A quick post tonight, for a three-day weekend looms, offering little but reading (and snow, to secure us in our indoor intentions). I'll merely share two poor snapshots that I took last week when an unexpected free afternoon in London allowed me to visit the house in Gough Square that Samuel Johnson lived in while composing the Dictionary. Like most house museums, it's small and unassuming, portraits and a few pieces of furniture offering the basic brushstrokes that help the imagination populate the rooms. And it's not hard to do: Johnson lumbering up and down the stairs and dominating the small rooms, the constant noise and commotion of the many permanent houseguests, the mess of papers and books that filled the garret as the work in progress progressed, letter by letter. One bit of additional period detail I didn't have to imagine: the clatter of horses' hooves echoed about the square, generated by two mounted police officers.

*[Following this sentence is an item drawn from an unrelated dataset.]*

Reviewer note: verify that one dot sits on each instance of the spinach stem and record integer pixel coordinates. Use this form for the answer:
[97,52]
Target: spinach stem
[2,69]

The snapshots are of items held in a vitrine full of Johnsoniana on the ground floor, commercial items created to commemorate (and capitalize on) various Johnson-related anniversaries. The first is a Dr. Johnson-shaped flask, sold in 1909 for his bicentennial.
The color is unquestionably unappealing, but the idea of having Johnson as a constant drinking companion does entice.
This, meanwhile, is a doorknocker, also from the twentieth century:
At its top is Litchfield Cathedral, in front of which is depicted the meeting of Johnson and Boswell. (Hooray to Boswell for achieving such prominence on the knocker!) Beneath Johnson's head--reasonably cast as the active part of the knocker--is, we're told, the figure of his cat.
Enjoy the weekend, folks. Happy reading to you.